The Crocodile God, Sobek
By Catherine C. Harris
The ancient goddess of war, Neith, was revered as the goddess of wisdom. At different periods she was identified with Athena, noted as the sister of Isis, and named the protector of Duamutef. Neith was the mother of Sobek, known as the crocodile god. Sobek was most popular in the city of Arsinoe. In fact, the Greeks renamed the city Crocodilopolis.
Ancient Egyptians would keep crocodiles in pools and temples. They ornamented the crocodiles with jewels in honor of their beloved god, Sobek. The people of ancient Egypt worshiped Sobek in order to appease him, the crocodiles, and to insure the fertility of their people and crops.
Sobek was called the Lord of Faiyum, and was considered the god who controlled the waters. The Nile was very important to the people of Egypt. Water was necessary for the survival of crops, the success of trade, and the livelihood of fishing.
These waters were filled with crocodile, so it was a matter of common sense to appease them through the worship of their leader, Sobek. According to legend, Sobek was a fourfold deity. He represented the four elemental gods, Ra of fire, Shu of air, Geb of earth, and Osiris of water. A crocodile, a man with the head of a crocodile, or a mummified crocodile are used as representations for Sobek. He is sometimes shown wearing a solar disk and horns like those of Amon-Ra. Throughout history, he has been known as Sebek, Sebek-Ra, Sobk, Suchos, Sobki, and Soknopais.
Sobek was revered for his ferocity and quick movement. It is said that he was the god who caught the four sons of Horus in a net, as they emerged from the waters in a lotus bloom. Set was a god of hostility and chaos. Some people held the belief that he was the epitome of evil. He was an adversary to Osiris and Horus. Sobek is considered to be a cohort of Horus. It is said that Horus took the form of a crocodile to retrieve the parts of Osiris body that Set had discarded in the waters of Egypt.
Set was later killed after an eighty-year war with Horus, in which Set tore out the left eye of Horus, and Horus tore out the testicles of Set. The Book of the Dead suggests that Sobeks closeness to Horus can be traced back to his participation in the birth of this god. Sobek was responsible for calling Isis and Nephthys to aid in the protection of the dead. He was the god from the Dark Water. It was believed, in some sects, that Sobek was the creator of the world.
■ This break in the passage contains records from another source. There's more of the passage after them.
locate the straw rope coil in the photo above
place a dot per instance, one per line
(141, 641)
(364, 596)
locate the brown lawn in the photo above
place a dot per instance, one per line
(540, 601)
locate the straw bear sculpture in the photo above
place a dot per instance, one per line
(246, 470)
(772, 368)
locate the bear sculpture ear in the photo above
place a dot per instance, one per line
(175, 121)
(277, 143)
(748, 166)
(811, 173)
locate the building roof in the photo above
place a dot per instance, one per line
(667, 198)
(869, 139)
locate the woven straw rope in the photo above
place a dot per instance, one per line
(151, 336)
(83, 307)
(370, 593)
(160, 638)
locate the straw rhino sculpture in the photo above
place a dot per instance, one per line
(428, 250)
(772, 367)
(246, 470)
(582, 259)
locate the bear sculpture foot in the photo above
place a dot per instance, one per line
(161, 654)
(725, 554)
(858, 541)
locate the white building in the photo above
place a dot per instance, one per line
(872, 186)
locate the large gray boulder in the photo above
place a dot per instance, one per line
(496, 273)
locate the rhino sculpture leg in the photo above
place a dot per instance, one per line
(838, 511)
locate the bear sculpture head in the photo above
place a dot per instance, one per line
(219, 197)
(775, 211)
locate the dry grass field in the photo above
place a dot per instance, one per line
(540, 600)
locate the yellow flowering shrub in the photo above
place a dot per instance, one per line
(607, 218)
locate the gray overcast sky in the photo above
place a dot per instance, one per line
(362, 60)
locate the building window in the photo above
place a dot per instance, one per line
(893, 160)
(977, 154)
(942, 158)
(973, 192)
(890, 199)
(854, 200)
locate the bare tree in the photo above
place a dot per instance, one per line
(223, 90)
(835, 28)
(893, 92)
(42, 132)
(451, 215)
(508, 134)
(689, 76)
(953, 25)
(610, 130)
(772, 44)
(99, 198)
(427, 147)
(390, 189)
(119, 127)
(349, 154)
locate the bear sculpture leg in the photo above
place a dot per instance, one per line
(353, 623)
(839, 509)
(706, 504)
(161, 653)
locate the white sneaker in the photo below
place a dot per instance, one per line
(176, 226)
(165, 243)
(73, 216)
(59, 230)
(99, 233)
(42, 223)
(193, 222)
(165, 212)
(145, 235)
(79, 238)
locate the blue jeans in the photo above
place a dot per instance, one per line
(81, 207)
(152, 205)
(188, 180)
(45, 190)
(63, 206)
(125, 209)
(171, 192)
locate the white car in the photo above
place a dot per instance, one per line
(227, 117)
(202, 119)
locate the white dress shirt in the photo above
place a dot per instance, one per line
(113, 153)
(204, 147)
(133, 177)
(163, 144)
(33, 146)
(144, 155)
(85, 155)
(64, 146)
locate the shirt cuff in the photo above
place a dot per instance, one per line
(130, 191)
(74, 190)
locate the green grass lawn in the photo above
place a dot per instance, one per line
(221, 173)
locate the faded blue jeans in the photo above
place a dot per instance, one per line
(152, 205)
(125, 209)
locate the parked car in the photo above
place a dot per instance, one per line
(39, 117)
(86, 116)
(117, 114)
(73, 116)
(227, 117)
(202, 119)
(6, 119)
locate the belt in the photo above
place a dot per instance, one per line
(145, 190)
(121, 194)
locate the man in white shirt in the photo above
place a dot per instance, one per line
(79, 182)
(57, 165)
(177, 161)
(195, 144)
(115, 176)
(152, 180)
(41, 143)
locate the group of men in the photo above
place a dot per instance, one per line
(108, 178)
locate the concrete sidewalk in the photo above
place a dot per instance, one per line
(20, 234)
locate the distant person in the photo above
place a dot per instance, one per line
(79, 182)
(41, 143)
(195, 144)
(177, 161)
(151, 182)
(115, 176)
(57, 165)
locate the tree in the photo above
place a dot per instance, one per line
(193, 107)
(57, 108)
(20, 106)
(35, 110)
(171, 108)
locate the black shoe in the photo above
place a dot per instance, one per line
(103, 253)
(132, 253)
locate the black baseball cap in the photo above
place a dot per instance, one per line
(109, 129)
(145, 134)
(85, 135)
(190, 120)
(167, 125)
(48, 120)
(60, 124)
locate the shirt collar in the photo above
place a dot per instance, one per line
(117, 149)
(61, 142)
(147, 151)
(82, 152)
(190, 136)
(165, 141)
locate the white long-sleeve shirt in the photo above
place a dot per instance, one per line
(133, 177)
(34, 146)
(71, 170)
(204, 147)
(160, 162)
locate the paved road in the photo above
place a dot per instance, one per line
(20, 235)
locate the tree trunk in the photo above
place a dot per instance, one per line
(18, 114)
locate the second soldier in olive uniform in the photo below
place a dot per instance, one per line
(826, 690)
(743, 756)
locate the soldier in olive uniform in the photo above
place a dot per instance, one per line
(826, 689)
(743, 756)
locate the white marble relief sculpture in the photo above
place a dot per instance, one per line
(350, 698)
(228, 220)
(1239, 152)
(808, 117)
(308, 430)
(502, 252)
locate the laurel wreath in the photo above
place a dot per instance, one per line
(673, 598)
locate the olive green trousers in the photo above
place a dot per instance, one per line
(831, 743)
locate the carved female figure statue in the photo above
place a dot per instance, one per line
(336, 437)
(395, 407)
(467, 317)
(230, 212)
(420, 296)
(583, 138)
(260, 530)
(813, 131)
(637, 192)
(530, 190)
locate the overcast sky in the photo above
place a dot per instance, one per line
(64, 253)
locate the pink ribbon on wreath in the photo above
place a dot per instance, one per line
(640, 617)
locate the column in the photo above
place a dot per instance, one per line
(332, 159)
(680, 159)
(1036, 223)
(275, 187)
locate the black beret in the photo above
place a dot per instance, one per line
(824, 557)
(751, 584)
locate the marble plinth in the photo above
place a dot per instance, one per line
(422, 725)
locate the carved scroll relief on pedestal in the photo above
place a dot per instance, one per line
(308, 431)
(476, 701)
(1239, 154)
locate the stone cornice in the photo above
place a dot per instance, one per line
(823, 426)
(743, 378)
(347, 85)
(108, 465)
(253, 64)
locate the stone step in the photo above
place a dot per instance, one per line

These people believed that he arose from the Dark Water and put the world in order. Later, Sobek was incorporated into the cult of Amun. Amun was a chief god in the New Kingdom of Egypt. With his wife, Mut and his son, Khonsu, the scared family was formed with Amun as the head. They were known as the Theban Triad. Amun was also associated with the sun god, Re. He was venerated with as the god Amun-Re. During this time, Sobek was worshiped as the manifestation of Amun-Re.
Animals associated with the gods were revered in ancient Egypt. They were considered sacred and protected. They were given elaborate and costly burials when they died. Temples were built in their honor. Many mummified crocodiles have been found in the tombs of Egypt. The dead crocodiles were mummified with the use of natron or salt, then they were wrapped in strips of cloth, just as the humans of the time. Archeologist found all ages of crocodiles in the tombs.
In fact, many tombs contained not only young and adult crocodiles, but the eggs of crocodiles were found, as well. In some cases over 50 eggs were found together, with recognizable fetuses. This demonstrates the importance Egyptians placed on the crocodile god, Sobek and his sacred animals. In Egypt, Kom Ombo is 30 miles North of Aswan. This was once the sanctuary for a large number of crocodiles, and the center of worship for Sobek. Still standing, and open to the public for viewing, is the temple that Sobek shared with the war god, Horace.
This temple is most unique in that it consists of twin parts that are attached but completely separate. Each temple has its own entrance, halls, and chapels. Walls in one section of the temples are decorated with the images of surgical instruments. The images of scalpels, pincers, forceps, and other medical tools, shows that the ancient Egyptians were skilled medical professionals. The temples were built during the Ptolemaic period, between 300-380 BC. On your visit to Egypt, you will want to visit the temples at Kom Ombo. One chapel is open to visitors.
Youll see crocodile sarcophagi and mummies excavated form the nearby City of the Dead. Step back in time as you walk the path of those ancient Egyptians who worshiped and feared the crocodile in honor of the crocodile god, Sobek.